The last argument is the full path to the fastq file. More than one fastq file can be analyzed in one run, but let’s do it one file at the time. Now let’s look at the FastQC output:

$ ls –l Fastqc

You should see two files (a zip archive and an html file, and a folder). The html file can be opened by any browser, and will show plot reports. To look at these plots you must copy these files on your laptop by scp. Alternatively, in the folder there are two text files that you can look. The summary.txt reports the outcome of all the performed tests.
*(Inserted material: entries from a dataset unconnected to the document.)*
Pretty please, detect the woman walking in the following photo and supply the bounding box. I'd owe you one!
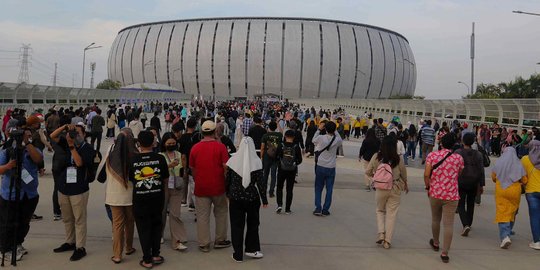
[160,132,188,251]
[522,140,540,250]
[225,137,268,262]
[366,135,408,249]
[106,109,117,138]
[104,128,137,263]
[491,146,526,249]
[359,129,380,191]
[424,133,464,263]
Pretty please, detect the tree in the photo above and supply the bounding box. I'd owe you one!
[466,74,540,99]
[96,79,121,90]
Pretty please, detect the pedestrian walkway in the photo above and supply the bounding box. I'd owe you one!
[15,138,540,270]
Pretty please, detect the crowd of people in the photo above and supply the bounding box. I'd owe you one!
[0,99,538,267]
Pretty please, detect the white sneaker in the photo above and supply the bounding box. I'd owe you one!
[174,242,188,251]
[529,242,540,250]
[500,237,511,249]
[17,245,28,255]
[245,251,264,259]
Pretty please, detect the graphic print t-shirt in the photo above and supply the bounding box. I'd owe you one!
[129,152,170,202]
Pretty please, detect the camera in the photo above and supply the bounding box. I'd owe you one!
[64,126,78,139]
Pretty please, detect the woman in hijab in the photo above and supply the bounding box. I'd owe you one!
[225,137,268,262]
[105,128,138,263]
[491,146,526,249]
[522,140,540,250]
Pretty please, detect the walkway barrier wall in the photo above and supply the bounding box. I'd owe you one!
[0,82,192,113]
[292,98,540,129]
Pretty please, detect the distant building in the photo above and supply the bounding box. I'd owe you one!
[108,17,416,99]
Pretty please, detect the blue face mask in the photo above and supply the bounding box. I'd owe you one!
[75,135,85,146]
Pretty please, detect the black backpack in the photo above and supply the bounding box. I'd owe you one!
[477,145,491,167]
[280,144,297,171]
[459,149,482,187]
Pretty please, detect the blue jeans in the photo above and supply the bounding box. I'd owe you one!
[263,156,278,195]
[314,165,336,212]
[405,141,416,160]
[526,192,540,242]
[229,131,235,142]
[498,222,515,240]
[482,140,491,154]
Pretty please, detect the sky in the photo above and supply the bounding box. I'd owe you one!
[0,0,539,99]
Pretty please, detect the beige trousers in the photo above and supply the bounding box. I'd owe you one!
[162,188,188,246]
[375,189,401,243]
[362,159,372,187]
[110,205,135,259]
[429,197,458,254]
[59,191,89,248]
[195,194,229,247]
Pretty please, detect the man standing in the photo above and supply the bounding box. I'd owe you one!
[189,121,231,252]
[374,118,387,142]
[179,118,200,209]
[150,112,162,137]
[421,120,436,165]
[242,113,253,137]
[260,121,282,197]
[51,124,95,261]
[312,121,342,216]
[90,109,105,153]
[0,128,43,262]
[248,117,267,157]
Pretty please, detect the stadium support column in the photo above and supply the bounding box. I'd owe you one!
[470,22,475,96]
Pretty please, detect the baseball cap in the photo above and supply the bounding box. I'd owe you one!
[201,120,216,132]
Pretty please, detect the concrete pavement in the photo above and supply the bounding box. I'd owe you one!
[8,134,540,269]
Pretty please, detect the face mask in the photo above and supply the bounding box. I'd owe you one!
[75,135,85,146]
[166,145,176,152]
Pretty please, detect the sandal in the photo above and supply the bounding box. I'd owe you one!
[126,248,136,255]
[152,256,165,265]
[139,260,153,269]
[440,254,449,263]
[429,239,440,252]
[383,241,391,249]
[111,257,122,264]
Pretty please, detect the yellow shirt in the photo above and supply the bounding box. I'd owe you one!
[522,156,540,193]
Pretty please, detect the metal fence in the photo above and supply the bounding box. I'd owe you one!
[292,98,540,128]
[0,81,192,113]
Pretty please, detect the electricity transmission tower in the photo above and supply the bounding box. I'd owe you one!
[89,62,96,88]
[18,44,31,83]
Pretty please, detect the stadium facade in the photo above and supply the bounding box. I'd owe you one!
[108,17,416,99]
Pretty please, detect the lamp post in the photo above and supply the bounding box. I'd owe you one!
[512,10,540,17]
[82,42,102,88]
[458,81,470,95]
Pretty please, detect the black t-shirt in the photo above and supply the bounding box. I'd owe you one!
[179,132,201,174]
[248,125,267,150]
[56,139,95,196]
[129,152,169,202]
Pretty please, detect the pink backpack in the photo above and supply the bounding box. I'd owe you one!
[372,163,394,190]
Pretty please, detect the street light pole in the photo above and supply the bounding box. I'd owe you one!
[81,42,102,88]
[458,81,470,95]
[470,22,475,96]
[513,10,540,17]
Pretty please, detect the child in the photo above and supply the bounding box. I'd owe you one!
[129,130,169,268]
[276,130,302,214]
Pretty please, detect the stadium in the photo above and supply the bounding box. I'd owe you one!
[108,17,416,99]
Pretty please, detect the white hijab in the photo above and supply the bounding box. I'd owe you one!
[227,137,262,188]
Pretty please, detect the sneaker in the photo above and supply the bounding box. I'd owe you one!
[245,251,264,259]
[181,203,188,207]
[231,254,243,263]
[313,210,322,216]
[1,250,23,261]
[500,237,511,249]
[321,210,331,217]
[199,245,210,253]
[337,155,345,158]
[461,226,471,237]
[214,240,231,249]
[160,238,164,244]
[276,206,282,214]
[70,248,86,261]
[529,242,540,250]
[174,242,188,251]
[31,214,43,221]
[54,243,76,253]
[365,186,371,192]
[188,206,195,212]
[285,211,291,215]
[17,245,28,255]
[53,214,62,221]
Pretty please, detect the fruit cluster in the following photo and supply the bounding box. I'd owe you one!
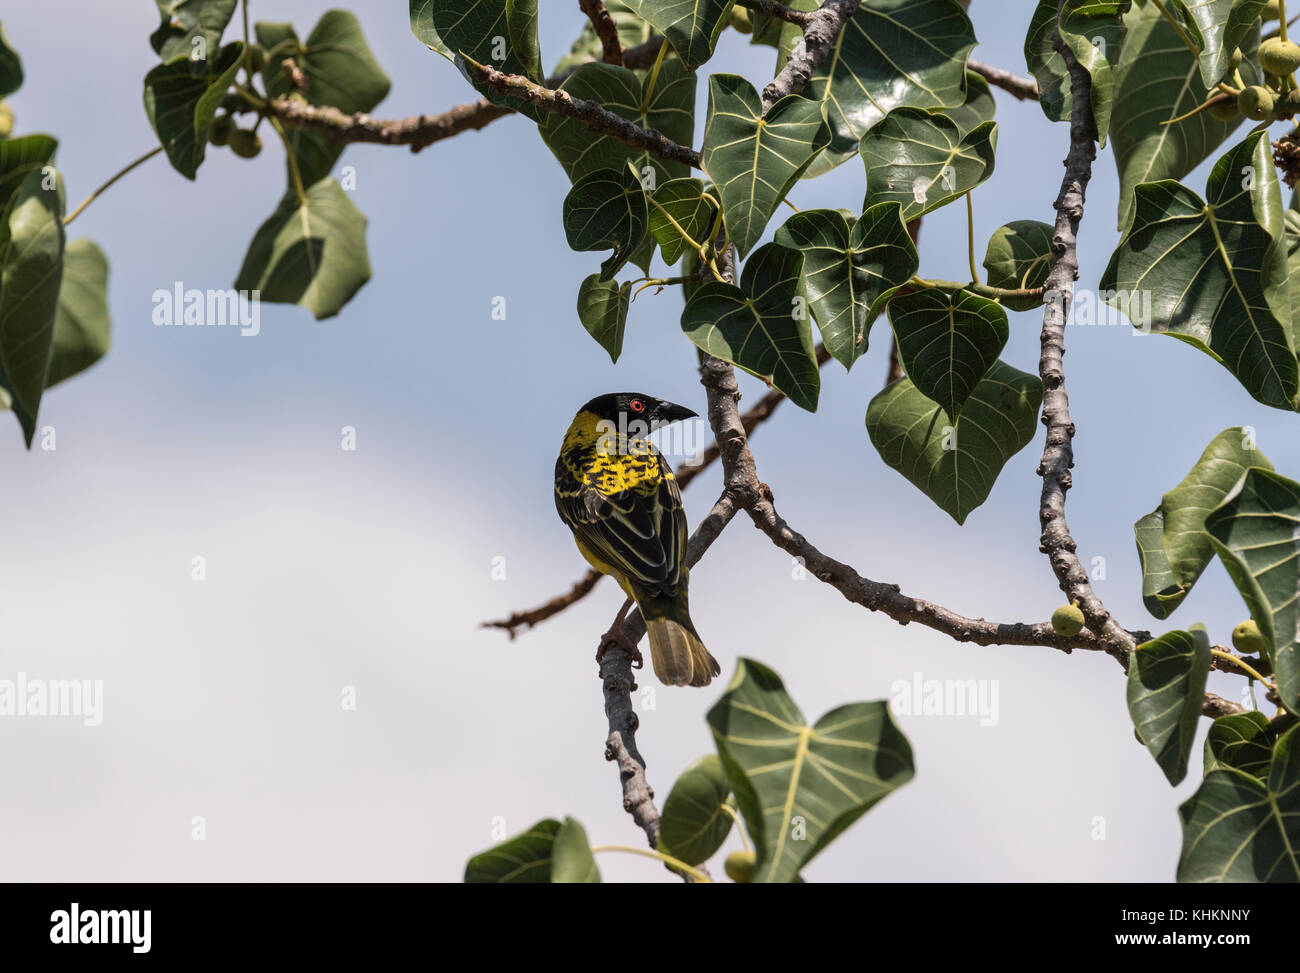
[1210,5,1300,121]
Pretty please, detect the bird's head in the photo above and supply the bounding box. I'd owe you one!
[577,392,698,431]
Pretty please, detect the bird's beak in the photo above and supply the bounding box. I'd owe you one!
[656,401,698,424]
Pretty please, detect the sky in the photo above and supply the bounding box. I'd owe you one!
[0,0,1295,883]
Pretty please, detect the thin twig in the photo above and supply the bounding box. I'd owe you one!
[968,58,1040,101]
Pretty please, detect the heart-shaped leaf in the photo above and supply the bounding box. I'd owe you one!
[888,287,1008,421]
[463,817,601,883]
[658,754,734,866]
[1178,723,1300,882]
[619,0,733,69]
[150,0,238,65]
[1101,132,1299,411]
[562,164,648,281]
[1206,468,1300,713]
[1127,626,1212,785]
[577,273,630,363]
[866,360,1042,524]
[1203,711,1275,781]
[701,74,830,258]
[795,0,975,161]
[0,22,23,98]
[1109,2,1258,229]
[46,238,110,389]
[234,176,370,320]
[773,202,918,370]
[648,177,716,265]
[1178,0,1269,88]
[859,107,997,221]
[680,242,819,410]
[707,658,914,884]
[143,40,244,180]
[257,13,392,189]
[430,0,543,120]
[1133,427,1273,620]
[982,220,1053,312]
[0,168,64,447]
[541,58,695,187]
[1025,0,1129,146]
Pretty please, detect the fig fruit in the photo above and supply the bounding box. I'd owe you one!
[1231,619,1267,655]
[1051,603,1086,637]
[1239,84,1275,119]
[725,850,756,883]
[1260,37,1300,76]
[208,114,233,146]
[229,128,262,159]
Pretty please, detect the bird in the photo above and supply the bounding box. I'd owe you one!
[554,392,720,687]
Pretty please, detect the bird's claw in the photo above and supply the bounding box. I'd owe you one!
[597,629,644,669]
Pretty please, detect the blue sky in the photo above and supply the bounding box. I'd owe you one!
[0,1,1294,881]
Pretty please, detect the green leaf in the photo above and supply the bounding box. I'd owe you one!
[464,818,561,883]
[797,0,976,165]
[1100,131,1299,411]
[1109,1,1258,229]
[888,288,1009,422]
[150,0,238,65]
[432,0,544,120]
[541,59,695,187]
[0,21,23,98]
[866,360,1042,524]
[0,168,64,447]
[648,177,716,265]
[619,0,733,69]
[982,220,1053,312]
[774,202,918,371]
[1177,0,1269,88]
[577,274,630,363]
[859,108,997,222]
[708,658,914,884]
[1206,468,1300,713]
[562,165,648,282]
[658,754,734,866]
[258,12,392,189]
[234,177,370,320]
[142,40,244,180]
[1203,711,1275,781]
[1178,723,1300,882]
[1133,427,1274,620]
[1127,626,1212,785]
[681,242,819,411]
[0,135,57,211]
[552,0,654,74]
[1025,0,1129,146]
[46,238,109,389]
[701,74,830,258]
[551,817,601,883]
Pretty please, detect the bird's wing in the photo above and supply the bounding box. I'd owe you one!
[556,451,686,596]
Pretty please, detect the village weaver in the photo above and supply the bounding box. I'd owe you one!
[554,392,720,687]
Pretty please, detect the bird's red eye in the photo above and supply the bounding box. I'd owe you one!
[630,399,645,413]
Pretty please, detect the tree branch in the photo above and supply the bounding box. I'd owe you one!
[1036,29,1134,665]
[760,0,861,111]
[968,59,1040,101]
[467,61,701,169]
[579,0,624,65]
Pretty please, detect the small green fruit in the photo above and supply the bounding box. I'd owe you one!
[729,6,752,33]
[1265,0,1282,20]
[1239,84,1276,120]
[1260,37,1300,76]
[247,44,266,72]
[0,101,12,138]
[1232,619,1267,655]
[1208,96,1241,121]
[229,128,262,159]
[725,850,756,883]
[1051,603,1086,637]
[1231,47,1244,72]
[208,114,234,146]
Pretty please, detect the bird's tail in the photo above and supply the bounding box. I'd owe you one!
[642,593,719,688]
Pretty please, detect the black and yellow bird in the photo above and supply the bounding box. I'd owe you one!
[555,392,720,687]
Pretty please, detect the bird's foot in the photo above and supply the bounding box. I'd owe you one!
[596,627,643,669]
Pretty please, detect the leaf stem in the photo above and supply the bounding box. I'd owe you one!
[720,803,750,853]
[640,39,669,112]
[965,191,978,283]
[588,844,712,882]
[910,275,1043,302]
[269,115,308,205]
[1150,0,1201,59]
[63,146,164,227]
[1210,648,1274,687]
[1282,0,1290,44]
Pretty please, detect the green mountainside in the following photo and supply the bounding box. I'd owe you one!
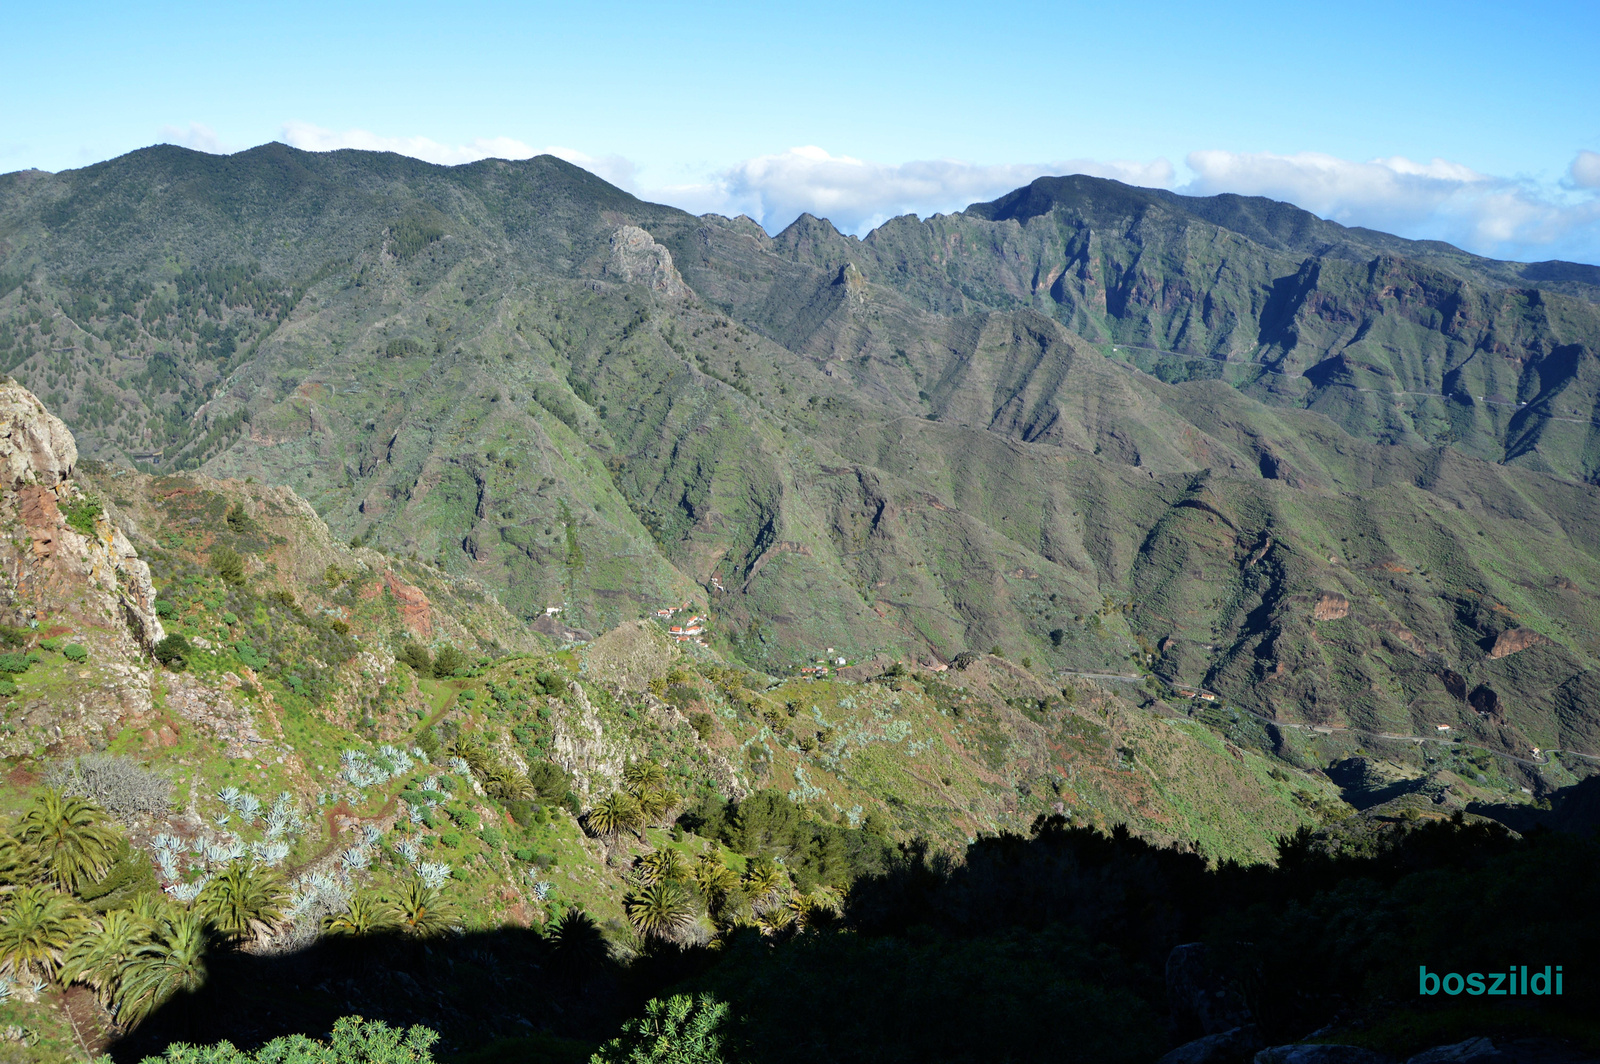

Let’s look at it:

$ more Fastqc/2cells_1_fastqc/summary.txt

You should see printed on screen something like this:

PASS Basic Statistics 2cells_1.fastq
PASS Per base sequence quality 2cells_1.fastq
PASS Per tile sequence quality 2cells_1.fastq
PASS Per sequence quality scores 2cells_1.fastq
FAIL Per base sequence content 2cells_1.fastq
WARN Per sequence GC content 2cells_1.fastq
PASS Per base N content 2cells_1.fastq
PASS Sequence Length Distribution 2cells_1.fastq
FAIL Sequence Duplication Levels 2cells_1.fastq
PASS Overrepresented sequences 2cells_1.fastq
PASS Adapter Content 2cells_1.fastq
FAIL Kmer Content 2cells_1.fastq

Most tests were successful, and we can ignore the failed ones. The file fastqc_data.txt contains a more detailed report, equivalent of the plots in the html output file but in text format. Either case, let’s check whether in the Per base sequence quality report there are positions where the mean or median quality drops below 20. Now repeat the same steps for the three remaining fastq files in the data folder:

$ fastqc -o Fastqc -t 2 --extract –-nogroup data/2cells_2.fastq $ fastqc -o Fastqc -t 2 --extract –-nogroup data/6h_1.fastq
$ fastqc -o Fastqc -t 2 --extract –-nogroup data/6h_2.fastq

You should see in the end of the runs that all four files seem to be of good quality without any glaring problem. In any case, it is always a good idea to perform some trimming, since even if the overall quality is good, there could be individual reads having low quality.